Concepts

Identity, Interning, and Conceptual IDs

From human-readable strings to high-performance dense integers: the lifecycle of an identifier in CNL.

The ConceptualID

In a distributed or long-lived system, identity is hard. Strings are fragile (typos, renaming), and simple auto-incrementing integers are not stable across restarts. CNL-PL introduces the ConceptualID: a globally stable, 64-bit hash-based identifier for every concept in the system.

Whether it is a specific user, a Predicate definition, or an Attribute type, it receives a ConceptualID derived from its canonical definition. This allows the system to be "stateless" in a sense—recompiling the same source files will always produce the same logical relationships, even if the execution order changes. The SymbolTable maintains the bidirectional mapping, ensuring that we can always turn a number back into the string "user" for debugging or explanation.

Dense IDs for Performance

While ConceptualIDs are great for stability, they are terrible for array indexing.
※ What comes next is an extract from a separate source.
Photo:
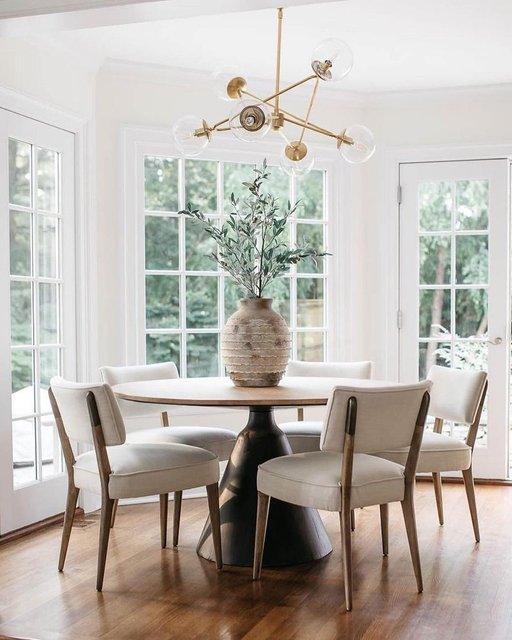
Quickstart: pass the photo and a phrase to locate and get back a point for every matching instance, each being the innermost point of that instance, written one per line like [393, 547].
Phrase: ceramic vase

A 64-bit hash cannot be used as an index into a JavaScript array or a Bitset. This is where Interning comes in.

When a session starts, the compiler maps every active ConceptualID to a temporary, session-scoped "Dense ID". These are:

EntityID: A dense integer (0, 1, 2...) for every instance.
PredID: An ID for every binary relation type.
AttrID: An ID for every attribute.
UnaryPredID: An ID for sets/types.

These dense IDs are what the KB uses internally. They allow the data structures to be compact arrays (`bits[EntityID]`). The distinction between the stable ConceptualID and the runtime Dense ID is fundamental to the architecture's performance profile.

FactID, RuleID, and Provenance

Beyond simple entities, the system needs to track *truth*. A FactID is a unique identifier for a specific assertion (e.g., "Fact #42: John is an admin"). It is typically a hash of the triplet (SubjectID, PredID, ObjectID).
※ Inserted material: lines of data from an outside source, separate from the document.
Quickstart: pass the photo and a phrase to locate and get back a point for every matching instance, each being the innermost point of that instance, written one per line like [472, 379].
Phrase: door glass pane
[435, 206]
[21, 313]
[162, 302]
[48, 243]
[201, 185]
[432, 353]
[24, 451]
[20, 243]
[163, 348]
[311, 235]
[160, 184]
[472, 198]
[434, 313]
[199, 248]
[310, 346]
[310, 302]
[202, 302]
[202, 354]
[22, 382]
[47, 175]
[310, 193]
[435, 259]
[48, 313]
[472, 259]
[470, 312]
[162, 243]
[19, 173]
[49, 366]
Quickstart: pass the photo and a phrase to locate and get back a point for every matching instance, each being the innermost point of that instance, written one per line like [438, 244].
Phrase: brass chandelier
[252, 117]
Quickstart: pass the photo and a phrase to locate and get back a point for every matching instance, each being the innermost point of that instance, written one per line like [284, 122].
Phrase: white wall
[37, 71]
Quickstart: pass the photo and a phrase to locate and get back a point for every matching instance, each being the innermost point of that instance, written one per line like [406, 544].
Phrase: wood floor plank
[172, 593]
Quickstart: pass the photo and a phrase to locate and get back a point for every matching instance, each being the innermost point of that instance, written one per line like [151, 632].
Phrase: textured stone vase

Similarly, a RuleID identifies a specific logic rule. These IDs are essential for Provenance. When the system explains "Why is John active?", it returns a DAG (Directed Acyclic Graph) of IDs: "John is active (Fact A) because Rule X applied to Fact B and Fact C." Without these unique IDs for facts and rules, the system could calculate the answer but could never explain it.

Finally, the PropID (Proposition ID) is used in the Proof engine to reify complex boolean formulas (like "A OR (B AND NOT C)") into a single addressable ID that can be manipulated by SAT solvers or verification algorithms.